Untuk rumah tinggal, pada masa itu, semua "Umah pitu ruang" (rumah adat Gayo) 
di kota kelahiran saya ini dihancurkan untuk diganti dengan rumah-rumah kayu 
modern, berbentuk ruko yang bertingkat dua. Di beberapa tempat, seperti daerah 
pasar pagi dan Bebesen, "rumah-rumah modern" yang menggantikan "Umah pitu 
ruang" ini masih bisa kita saksikan sampai hari ini. 

Dalam hal berpakaian, demi modernitas, pakaian adat lama juga ditinggalkan dan 
diganti dengan pakaian modern, untuk mempertegas ditinggalkannya cara hidup 
lama itu,  di Blang Kejeren, para perempuan membakar pakaian adat gayo di depan 
umum (Bowen 1991: 112).

Perilaku berbahasa juga demikian, bahasa melayu yang menjadi bahasa nasional di 
negara ini pun naik kasta menjadi bahasa yang memiliki status lebih tinggi 
dibanding bahasa Gayo yang merupakan bahasa sehari-hari orang-orang yang 
tinggal di daerah ini.

Sebagaimana paham 'kaum mude", rumah berbentuk ruko dan pakaian ala barat. Oleh 
masyarakat yang tinggal di kota kelahiran saya ini, penguasaan bahasa Melayu 
dianggap sebagai cermin modernitas. Secara  umum masyarakat memandang status 
keluarga yang dalam keseharian berbicara dalam bahasa Melayu lebih tinggi 
dibanding orang yang dalam keluarganya berbicara dalam bahasa Gayo. Dalam 
pandangan masyarakat kota ini, orang yang dalam keseharian berbicara dalam 
bahasa melayu terkesan lebih terpelajar.

Cara pandang seperti inilah yang membuat penyebutan nama Takengon terdengar 
lebih keren dibanding nama Takengen. 

Begitulah yang terjadi di Gayo pasca hengkangnya penjajah kolonial, tapi itu 
semua tidak menjawab asal usul nama Takengon. 

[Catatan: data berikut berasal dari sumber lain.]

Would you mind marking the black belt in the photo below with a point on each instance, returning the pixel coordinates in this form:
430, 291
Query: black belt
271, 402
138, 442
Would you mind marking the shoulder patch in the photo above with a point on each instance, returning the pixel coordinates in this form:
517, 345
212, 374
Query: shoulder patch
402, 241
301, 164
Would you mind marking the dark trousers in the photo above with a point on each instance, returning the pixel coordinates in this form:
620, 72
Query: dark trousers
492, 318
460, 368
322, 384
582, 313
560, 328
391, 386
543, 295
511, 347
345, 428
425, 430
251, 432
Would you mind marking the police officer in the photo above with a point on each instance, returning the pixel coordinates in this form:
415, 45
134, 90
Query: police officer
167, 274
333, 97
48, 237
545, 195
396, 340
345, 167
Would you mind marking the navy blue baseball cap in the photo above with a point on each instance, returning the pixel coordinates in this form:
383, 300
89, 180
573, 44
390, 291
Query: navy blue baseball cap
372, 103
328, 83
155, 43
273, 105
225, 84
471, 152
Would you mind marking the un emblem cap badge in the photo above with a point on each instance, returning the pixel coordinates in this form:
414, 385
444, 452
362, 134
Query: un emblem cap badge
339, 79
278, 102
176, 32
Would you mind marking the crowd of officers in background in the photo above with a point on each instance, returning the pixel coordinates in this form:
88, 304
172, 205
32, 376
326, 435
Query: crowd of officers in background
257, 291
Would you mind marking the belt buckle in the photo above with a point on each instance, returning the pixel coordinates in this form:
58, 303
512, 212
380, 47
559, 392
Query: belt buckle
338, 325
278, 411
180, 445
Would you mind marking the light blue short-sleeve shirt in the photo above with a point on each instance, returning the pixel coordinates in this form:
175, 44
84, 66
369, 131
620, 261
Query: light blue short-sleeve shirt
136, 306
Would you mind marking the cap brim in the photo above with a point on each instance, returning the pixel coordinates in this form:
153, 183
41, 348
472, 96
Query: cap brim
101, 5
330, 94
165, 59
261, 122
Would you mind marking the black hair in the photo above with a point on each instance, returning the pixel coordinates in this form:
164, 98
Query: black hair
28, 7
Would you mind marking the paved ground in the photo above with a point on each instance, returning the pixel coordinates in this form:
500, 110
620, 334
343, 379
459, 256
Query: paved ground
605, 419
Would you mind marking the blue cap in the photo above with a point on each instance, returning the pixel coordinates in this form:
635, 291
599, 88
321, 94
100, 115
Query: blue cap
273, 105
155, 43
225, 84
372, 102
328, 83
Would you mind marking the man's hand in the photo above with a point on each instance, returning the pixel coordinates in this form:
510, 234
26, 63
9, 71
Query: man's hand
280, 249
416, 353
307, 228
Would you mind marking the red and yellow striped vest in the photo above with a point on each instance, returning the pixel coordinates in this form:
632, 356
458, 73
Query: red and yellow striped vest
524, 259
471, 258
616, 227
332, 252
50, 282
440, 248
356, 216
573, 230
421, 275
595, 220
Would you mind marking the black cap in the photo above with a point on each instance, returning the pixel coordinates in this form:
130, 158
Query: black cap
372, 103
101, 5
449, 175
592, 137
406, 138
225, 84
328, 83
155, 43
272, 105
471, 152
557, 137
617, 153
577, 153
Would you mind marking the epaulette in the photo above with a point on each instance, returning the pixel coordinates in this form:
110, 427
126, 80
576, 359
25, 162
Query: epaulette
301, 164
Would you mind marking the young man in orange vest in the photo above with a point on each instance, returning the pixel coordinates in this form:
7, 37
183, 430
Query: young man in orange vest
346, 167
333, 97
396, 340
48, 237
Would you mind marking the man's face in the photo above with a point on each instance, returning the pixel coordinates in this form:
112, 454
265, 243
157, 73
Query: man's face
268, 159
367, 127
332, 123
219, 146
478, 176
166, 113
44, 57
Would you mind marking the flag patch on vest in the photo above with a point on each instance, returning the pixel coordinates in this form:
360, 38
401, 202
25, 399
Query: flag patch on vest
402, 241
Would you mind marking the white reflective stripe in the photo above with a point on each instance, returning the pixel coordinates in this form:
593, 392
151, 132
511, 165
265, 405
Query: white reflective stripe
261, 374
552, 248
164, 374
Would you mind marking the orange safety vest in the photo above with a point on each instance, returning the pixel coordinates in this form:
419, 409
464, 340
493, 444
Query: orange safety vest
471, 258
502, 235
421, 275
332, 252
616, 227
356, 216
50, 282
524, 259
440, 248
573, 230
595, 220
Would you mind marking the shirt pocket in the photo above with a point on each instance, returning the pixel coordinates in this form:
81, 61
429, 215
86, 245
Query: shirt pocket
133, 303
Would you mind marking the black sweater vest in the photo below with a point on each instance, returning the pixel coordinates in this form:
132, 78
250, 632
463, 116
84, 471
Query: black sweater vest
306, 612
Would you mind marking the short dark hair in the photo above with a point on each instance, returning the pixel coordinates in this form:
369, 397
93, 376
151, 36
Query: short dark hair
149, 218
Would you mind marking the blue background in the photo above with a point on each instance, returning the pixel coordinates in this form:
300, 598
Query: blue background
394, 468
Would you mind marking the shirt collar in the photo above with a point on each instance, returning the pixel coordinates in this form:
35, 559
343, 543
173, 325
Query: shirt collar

Tapi, asal-usul nama TAKENGON akan terlihat sangat jelas jika kita membaca "Het 
Gajoland en Zijne Bewoners" (Tanah Gayo dan penduduknya) sebuah karya 
antropologis dari Christian Snouck Hurgronje, seorang sarjana Belanda dari 
Universitas Leiden yang menulis tesis tentang Haji yang memulai pendidikannya 
di bidang Teologi dan kemudian mengalihkan studinya kepada studi bahasa Arab 
dan Islam. 

C.Snouck Hurgronje sempat belajar di Mekkah selama 5 bulan, mengganti agamanya 
menjadi Islam dan mengganti namanya menjadi Abdul al Ghaffar (Waardenburg 
1962:19). 

Tahun 1889 Hurgronje meninggalkan Belanda menuju Batavia dan 2 tahun kemudian 
dia diminta oleh pemerintah Belanda untuk menjadi penasehat politik dan militer 
Belanda di Aceh.

Atas nasehat Hurgronje inilah Gubernur Belanda J. Van Heutz, merekrut Ulee 
Balang (priyayi Aceh) untuk berkoalisi melawan Ulama yang oleh belanda dianggap 
sebagai pusat kekuatan perlawanan Aceh (van' t Veer 1980).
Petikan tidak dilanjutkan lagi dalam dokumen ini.